Что же касается до ее сурового и неприступного вида со мной,
то это меня хоть и беспокоило, хоть и мучило, но я был уверен в сердце моей
Наташи: я видел, что ей очень тяжело и что она была слишком расстроена. Всякое
постороннее вмешательство возбуждало в ней только досаду, злобу. В таком случае
особенно вмешательство близких друзей, знающих наши тайны, становится нам всего
досаднее. Но я знал тоже очень хорошо, что в последнюю минуту Наташа придет же
ко мне снова и в моем же сердце будет искать себе облегчения.
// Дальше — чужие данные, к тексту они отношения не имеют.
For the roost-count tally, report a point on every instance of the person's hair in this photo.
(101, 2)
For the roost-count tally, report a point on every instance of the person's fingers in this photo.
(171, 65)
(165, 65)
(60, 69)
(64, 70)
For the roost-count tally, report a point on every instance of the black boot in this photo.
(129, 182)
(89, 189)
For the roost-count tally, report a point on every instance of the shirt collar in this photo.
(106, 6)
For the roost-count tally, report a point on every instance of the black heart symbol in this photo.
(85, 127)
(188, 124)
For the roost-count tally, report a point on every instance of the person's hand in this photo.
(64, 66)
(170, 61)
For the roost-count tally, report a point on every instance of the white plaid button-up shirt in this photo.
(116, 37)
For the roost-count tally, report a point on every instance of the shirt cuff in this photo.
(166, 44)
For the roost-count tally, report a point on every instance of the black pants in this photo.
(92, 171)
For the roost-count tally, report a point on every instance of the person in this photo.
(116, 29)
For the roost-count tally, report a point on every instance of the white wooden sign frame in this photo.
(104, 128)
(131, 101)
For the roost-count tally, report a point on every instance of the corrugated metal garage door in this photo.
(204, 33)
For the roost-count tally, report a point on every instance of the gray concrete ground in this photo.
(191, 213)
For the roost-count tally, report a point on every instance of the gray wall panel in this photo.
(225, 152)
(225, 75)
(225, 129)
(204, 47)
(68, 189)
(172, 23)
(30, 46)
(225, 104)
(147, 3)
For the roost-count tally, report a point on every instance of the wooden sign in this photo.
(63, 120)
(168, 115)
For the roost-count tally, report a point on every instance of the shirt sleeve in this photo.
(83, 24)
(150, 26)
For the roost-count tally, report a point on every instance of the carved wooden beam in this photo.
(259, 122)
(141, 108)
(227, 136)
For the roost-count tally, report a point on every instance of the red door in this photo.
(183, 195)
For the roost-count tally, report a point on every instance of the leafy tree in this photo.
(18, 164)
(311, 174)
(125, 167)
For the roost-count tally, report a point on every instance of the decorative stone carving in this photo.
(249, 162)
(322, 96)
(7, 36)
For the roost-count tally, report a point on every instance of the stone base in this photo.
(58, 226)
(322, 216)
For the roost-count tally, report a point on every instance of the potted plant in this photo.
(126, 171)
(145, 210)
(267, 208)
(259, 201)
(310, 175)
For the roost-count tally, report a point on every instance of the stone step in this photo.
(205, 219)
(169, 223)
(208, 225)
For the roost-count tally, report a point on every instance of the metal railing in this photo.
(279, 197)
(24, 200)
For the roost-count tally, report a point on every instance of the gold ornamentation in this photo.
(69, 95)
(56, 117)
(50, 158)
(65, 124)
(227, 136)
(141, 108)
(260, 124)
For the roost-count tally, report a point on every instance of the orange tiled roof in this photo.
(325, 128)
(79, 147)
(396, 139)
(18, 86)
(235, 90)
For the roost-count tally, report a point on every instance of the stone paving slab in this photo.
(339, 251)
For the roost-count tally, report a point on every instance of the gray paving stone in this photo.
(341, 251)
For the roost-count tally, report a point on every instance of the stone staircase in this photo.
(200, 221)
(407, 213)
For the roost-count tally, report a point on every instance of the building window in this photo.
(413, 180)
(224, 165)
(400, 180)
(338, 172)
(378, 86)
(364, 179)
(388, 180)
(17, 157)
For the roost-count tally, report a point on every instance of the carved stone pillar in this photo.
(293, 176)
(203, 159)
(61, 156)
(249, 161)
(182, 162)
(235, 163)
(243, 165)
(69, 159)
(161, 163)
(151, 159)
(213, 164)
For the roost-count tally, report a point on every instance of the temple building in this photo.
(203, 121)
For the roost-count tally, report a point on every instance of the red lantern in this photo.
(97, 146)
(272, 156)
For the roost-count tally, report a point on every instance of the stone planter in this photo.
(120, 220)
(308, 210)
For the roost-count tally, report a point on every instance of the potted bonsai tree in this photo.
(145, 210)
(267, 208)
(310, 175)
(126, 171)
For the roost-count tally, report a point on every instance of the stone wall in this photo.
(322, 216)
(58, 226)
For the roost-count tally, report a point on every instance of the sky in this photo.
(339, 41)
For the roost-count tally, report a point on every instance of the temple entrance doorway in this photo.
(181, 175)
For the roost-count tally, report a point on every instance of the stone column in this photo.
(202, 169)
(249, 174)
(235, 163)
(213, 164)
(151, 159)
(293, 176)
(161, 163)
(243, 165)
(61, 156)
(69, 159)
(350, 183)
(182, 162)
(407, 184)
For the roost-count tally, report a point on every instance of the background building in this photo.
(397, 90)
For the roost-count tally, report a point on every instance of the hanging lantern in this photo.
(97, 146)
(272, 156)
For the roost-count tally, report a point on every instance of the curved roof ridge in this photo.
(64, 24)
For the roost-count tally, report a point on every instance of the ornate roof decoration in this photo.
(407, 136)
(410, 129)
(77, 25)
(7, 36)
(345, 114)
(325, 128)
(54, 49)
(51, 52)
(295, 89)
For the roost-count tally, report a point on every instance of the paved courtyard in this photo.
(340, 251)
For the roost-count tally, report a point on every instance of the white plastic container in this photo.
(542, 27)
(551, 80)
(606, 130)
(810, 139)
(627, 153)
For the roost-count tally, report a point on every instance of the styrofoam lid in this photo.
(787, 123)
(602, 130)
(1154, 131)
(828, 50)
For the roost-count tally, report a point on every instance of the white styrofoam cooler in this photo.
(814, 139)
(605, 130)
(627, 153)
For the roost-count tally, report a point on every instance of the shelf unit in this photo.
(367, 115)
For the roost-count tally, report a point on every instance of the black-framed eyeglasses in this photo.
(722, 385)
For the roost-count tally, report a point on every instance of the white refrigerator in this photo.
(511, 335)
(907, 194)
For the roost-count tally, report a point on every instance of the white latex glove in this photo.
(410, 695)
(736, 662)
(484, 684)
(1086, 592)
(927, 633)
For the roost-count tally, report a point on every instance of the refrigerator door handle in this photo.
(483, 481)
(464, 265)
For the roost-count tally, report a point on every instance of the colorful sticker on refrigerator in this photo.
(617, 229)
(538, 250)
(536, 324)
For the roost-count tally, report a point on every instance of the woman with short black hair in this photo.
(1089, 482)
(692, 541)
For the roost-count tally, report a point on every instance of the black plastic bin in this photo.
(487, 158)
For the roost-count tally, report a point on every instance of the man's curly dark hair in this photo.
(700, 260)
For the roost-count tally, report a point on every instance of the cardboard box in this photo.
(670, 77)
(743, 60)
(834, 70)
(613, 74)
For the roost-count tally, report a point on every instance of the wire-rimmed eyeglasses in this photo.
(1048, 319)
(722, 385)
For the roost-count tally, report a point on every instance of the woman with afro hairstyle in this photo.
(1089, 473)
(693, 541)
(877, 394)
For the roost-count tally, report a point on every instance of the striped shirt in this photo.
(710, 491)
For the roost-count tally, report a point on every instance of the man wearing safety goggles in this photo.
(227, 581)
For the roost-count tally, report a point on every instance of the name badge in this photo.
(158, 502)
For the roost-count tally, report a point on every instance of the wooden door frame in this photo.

О моем разговоре с князем я, разумеется, ей умолчал: рассказ
мой только бы взволновал и расстроил ее еще более. Я сказал ей только так,
мимоходом, что был с князем у графини и убедился, что он ужасный подлец. Но она
и не расспрашивала про него, чему я был очень рад; зато жадно выслушала все,
что я рассказал ей о моем свидании с Катей. Выслушав, она тоже ничего не
сказала и о ней, но краска покрыла ее бледное лицо, и весь почти этот день она
была в особенном волнении. Я не скрыл ничего о Кате и прямо признался, что даже
и на меня Катя произвела прекрасное впечатление. Да и к чему было скрывать?
Ведь Наташа угадала бы, что я скрываю, и только рассердилась бы на меня за это.
А потому я нарочно рассказывал как можно подробнее, стараясь предупредить все
ее вопросы, тем более что ей самой в ее положении трудно было меня
расспрашивать: легко ли в самом деле, под видом равнодушия, выпытывать о
совершенствах своей соперницы?
Я думал, что она еще не знает, что Алеша, по непременному
распоряжению князя, должен был сопровождать графиню и Катю в деревню, и
затруднялся, как открыть ей это, чтоб по возможности смягчить удар. Но каково
же было мое изумление, когда Наташа с первых же слов остановила меня и сказала,
что нечего ее утешать, что она уже пять дней, как знает про это.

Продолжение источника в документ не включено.